Perfil de GPT-OSS-120B: colapso en cascada por pérdida de contexto
Density: ~5.3 failure modes per failed trace.
Critical patterns: FM-1.4 Loss of Conversation History (24% of traces), and FM-2.6 Reasoning-Action Mismatch (94%).
Diagnosis: small early reasoning discrepancies poison the task history and cause total drift.
Engineering recommendation: aggressive context hygiene, early error detection, and mechanisms that rebuild or reinforce state before the agent proceeds.
Lecciones generales y acciones concretas
Don't let the LLM be the arbiter of its own success: externalize verification with tool-backed checks.
Control termination outside the model: add explicit stop conditions, loop detectors, or state machines.
Treat ambiguity as an explicit branch in policy: force 'clarify-or-read-only' when input is unclear. Avoid letting the agent guess.
Auxiliary agents help: a Summarizer Agent or a State Manager that updates context can fix FM-1.4 and substantially boost performance.
Distinguish benign failures from fatal ones: not every repetition or weak verification kills the task. Memory loss, premature termination, or failure to clarify tend to be fatal.
Cómo esto cambia tu evaluación de agentes
If you build agents for business workflows, you want more than a success number. You need a failure map that tells you where to apply engineering for the best return.
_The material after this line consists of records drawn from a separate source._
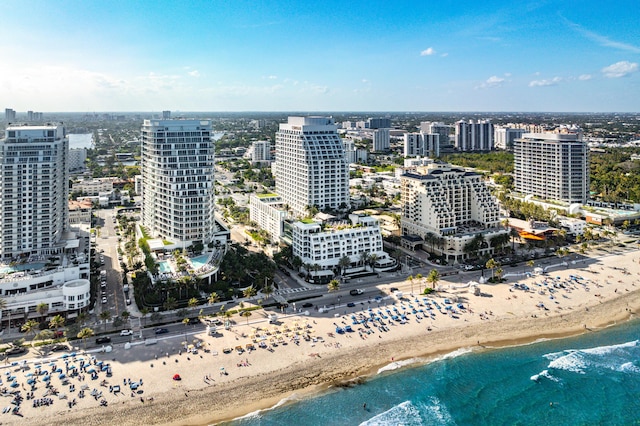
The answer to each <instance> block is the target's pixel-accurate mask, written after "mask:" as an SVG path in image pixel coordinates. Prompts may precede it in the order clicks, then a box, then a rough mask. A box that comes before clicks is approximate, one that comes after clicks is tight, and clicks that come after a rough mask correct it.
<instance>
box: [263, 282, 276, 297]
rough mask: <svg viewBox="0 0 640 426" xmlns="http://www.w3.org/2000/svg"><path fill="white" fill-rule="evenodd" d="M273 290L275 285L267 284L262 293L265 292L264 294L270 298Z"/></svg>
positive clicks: (264, 292) (264, 294) (265, 295)
mask: <svg viewBox="0 0 640 426" xmlns="http://www.w3.org/2000/svg"><path fill="white" fill-rule="evenodd" d="M273 291H274V289H273V286H270V285H266V286H264V288H263V289H262V294H264V295H265V296H266V297H267V299H268V298H269V296H271V295H272V294H273Z"/></svg>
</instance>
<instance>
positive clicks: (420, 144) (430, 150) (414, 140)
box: [404, 132, 440, 157]
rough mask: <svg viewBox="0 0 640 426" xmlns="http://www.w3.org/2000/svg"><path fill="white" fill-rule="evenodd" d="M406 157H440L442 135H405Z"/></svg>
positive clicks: (404, 134) (415, 134)
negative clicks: (440, 147)
mask: <svg viewBox="0 0 640 426" xmlns="http://www.w3.org/2000/svg"><path fill="white" fill-rule="evenodd" d="M404 156H405V157H423V156H425V157H439V156H440V135H439V134H437V133H425V132H420V133H405V134H404Z"/></svg>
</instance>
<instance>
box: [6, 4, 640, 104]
mask: <svg viewBox="0 0 640 426" xmlns="http://www.w3.org/2000/svg"><path fill="white" fill-rule="evenodd" d="M0 19H1V24H0V40H2V41H3V42H2V53H3V60H2V64H1V65H0V99H2V101H3V103H4V105H0V107H3V108H14V109H16V110H17V111H26V110H34V111H88V112H91V111H160V110H163V109H169V110H173V111H178V110H181V111H293V110H296V111H576V112H582V111H586V112H588V111H603V112H608V111H620V112H637V111H638V106H639V105H640V72H639V71H640V70H639V65H638V64H639V62H640V28H639V26H640V7H639V4H638V2H637V0H633V1H626V0H614V1H608V2H605V1H602V0H581V1H572V0H567V1H551V0H549V1H544V0H541V1H529V2H527V1H522V2H515V1H514V2H506V1H491V0H485V1H482V2H478V1H464V0H458V1H448V0H440V1H427V0H422V1H402V0H396V1H393V2H391V1H375V0H369V1H348V2H347V1H309V0H305V1H266V0H264V1H259V0H254V1H243V0H229V1H216V0H210V1H186V0H184V1H161V0H158V1H136V0H129V1H115V0H113V1H94V0H86V1H61V0H56V1H53V0H44V1H28V0H24V1H16V2H11V1H5V2H1V3H0Z"/></svg>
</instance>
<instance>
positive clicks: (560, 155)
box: [513, 133, 589, 203]
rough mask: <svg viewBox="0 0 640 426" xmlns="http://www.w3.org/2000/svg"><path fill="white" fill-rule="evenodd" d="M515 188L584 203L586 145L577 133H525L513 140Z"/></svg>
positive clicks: (578, 134)
mask: <svg viewBox="0 0 640 426" xmlns="http://www.w3.org/2000/svg"><path fill="white" fill-rule="evenodd" d="M513 172H514V186H515V189H516V191H519V192H522V193H524V194H532V195H534V196H536V197H539V198H542V199H546V200H558V201H564V202H567V203H586V202H587V200H588V198H589V147H588V146H587V144H586V143H585V142H584V141H582V139H581V136H580V134H577V133H573V134H571V133H570V134H561V133H525V134H524V135H522V138H520V139H516V140H515V145H514V170H513Z"/></svg>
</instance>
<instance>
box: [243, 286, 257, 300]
mask: <svg viewBox="0 0 640 426" xmlns="http://www.w3.org/2000/svg"><path fill="white" fill-rule="evenodd" d="M256 294H257V291H256V289H255V287H253V286H249V287H247V288H245V289H244V291H243V292H242V295H243V296H244V297H247V298H249V297H253V296H255V295H256Z"/></svg>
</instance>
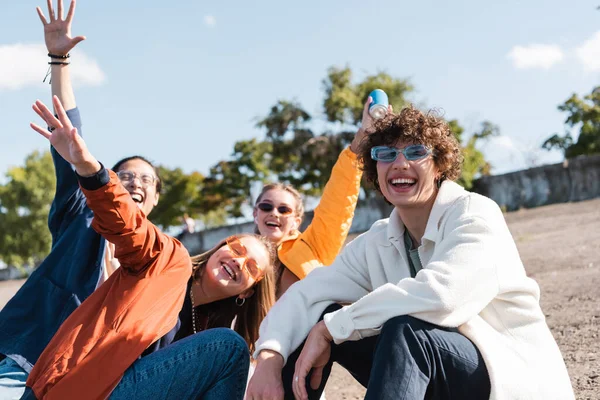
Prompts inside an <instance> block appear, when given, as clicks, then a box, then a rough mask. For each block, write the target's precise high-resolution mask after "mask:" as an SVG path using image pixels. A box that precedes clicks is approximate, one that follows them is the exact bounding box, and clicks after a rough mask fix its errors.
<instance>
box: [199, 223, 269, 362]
mask: <svg viewBox="0 0 600 400" xmlns="http://www.w3.org/2000/svg"><path fill="white" fill-rule="evenodd" d="M234 236H235V237H237V238H243V237H253V238H255V239H257V240H258V241H259V242H261V243H262V244H263V245H264V246H265V248H266V249H267V252H268V253H269V265H268V266H267V268H265V273H264V276H263V278H262V279H261V280H260V281H259V282H257V283H255V284H254V286H252V289H253V290H254V293H253V294H252V296H250V297H248V298H247V299H246V301H245V302H244V304H243V305H242V306H241V307H240V306H238V305H237V304H236V298H237V296H232V297H228V298H226V299H223V300H218V301H213V302H212V303H208V304H204V305H201V306H198V307H196V309H197V310H198V311H199V312H200V313H201V314H203V315H205V316H207V317H208V322H207V326H206V329H210V328H229V327H231V326H232V324H233V321H234V319H235V326H234V327H233V329H234V330H235V331H236V332H237V333H239V334H240V336H241V337H243V338H244V340H245V341H246V343H247V344H248V348H249V349H250V353H253V352H254V343H256V341H257V340H258V328H259V327H260V323H261V322H262V320H263V319H264V318H265V316H266V315H267V312H268V311H269V309H270V308H271V307H272V306H273V304H275V274H274V269H273V265H274V264H275V262H276V260H277V249H276V247H275V245H274V244H273V243H271V241H269V240H268V239H267V238H265V237H264V236H260V235H254V234H251V233H243V234H239V235H234ZM227 239H229V238H226V239H224V240H222V241H221V242H219V243H218V244H217V245H216V246H215V247H213V248H212V249H210V250H209V251H207V252H205V253H202V254H200V255H197V256H194V257H192V265H193V268H194V273H193V276H192V279H193V280H196V279H201V276H202V274H203V273H204V270H205V267H206V264H207V262H208V259H209V258H210V257H211V256H212V255H213V254H215V253H216V252H217V250H219V249H220V248H221V247H223V246H225V244H226V241H227Z"/></svg>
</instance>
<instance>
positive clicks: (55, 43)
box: [36, 0, 85, 55]
mask: <svg viewBox="0 0 600 400" xmlns="http://www.w3.org/2000/svg"><path fill="white" fill-rule="evenodd" d="M47 2H48V15H49V17H50V22H48V20H47V19H46V17H45V16H44V13H43V12H42V9H41V8H40V7H37V8H36V10H37V13H38V16H39V17H40V20H41V21H42V24H43V25H44V39H45V41H46V48H47V49H48V52H49V53H51V54H56V55H66V54H68V53H69V51H71V50H72V49H73V47H75V46H76V45H77V43H79V42H81V41H82V40H85V36H76V37H74V38H73V37H71V22H72V21H73V15H74V14H75V0H72V1H71V5H70V6H69V11H68V12H67V18H65V19H63V0H58V3H57V13H56V14H55V13H54V9H53V7H52V0H47Z"/></svg>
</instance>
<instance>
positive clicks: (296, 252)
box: [278, 148, 362, 279]
mask: <svg viewBox="0 0 600 400" xmlns="http://www.w3.org/2000/svg"><path fill="white" fill-rule="evenodd" d="M361 177H362V170H361V167H360V165H359V162H358V160H357V157H356V154H354V153H353V152H352V151H351V150H350V149H349V148H346V149H344V150H343V151H342V152H341V153H340V156H339V157H338V160H337V162H336V163H335V165H334V166H333V169H332V170H331V176H330V177H329V180H328V181H327V184H326V185H325V189H324V190H323V196H321V200H320V201H319V205H318V206H317V208H315V214H314V216H313V220H312V222H311V223H310V225H309V226H308V228H306V230H305V231H304V232H303V233H300V234H296V235H294V236H291V237H289V238H288V239H286V240H285V241H284V242H283V243H281V245H280V246H279V249H278V254H279V259H280V260H281V262H282V263H283V265H285V266H286V267H287V268H288V269H289V270H290V271H292V273H294V275H296V276H297V277H298V278H299V279H304V278H306V275H308V273H309V272H310V271H312V270H313V269H315V268H317V267H321V266H323V265H331V264H332V263H333V260H335V258H336V257H337V255H338V254H339V252H340V250H342V247H343V246H344V242H345V241H346V238H347V237H348V232H349V231H350V226H351V225H352V219H353V218H354V210H355V208H356V202H357V201H358V195H359V193H360V180H361Z"/></svg>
MAST applied to ITBench does exactly that: it turns traces into prioritized fixes.
Recomendaciones rápidas para equipos de producto e ingeniería
For frontier models (e.g. Gemini): implement external verification gates before marking success.
For mid-tier models (e.g. Kimi-K2): use a state machine and loop detectors; shorten redundant reasoning chains.
For large open models (e.g. GPT-OSS-120B): invest in context management and periodic checkpoints to prevent progressive forgetting.
MAST-Data (1600+ traces): available on Hugging Face and associated repos
The practical conclusion is simple: measuring is useful, diagnosing is indispensable. If you want agents that work in production, don't optimize only for success rate; prioritize tools that tell you why and how to fix failures.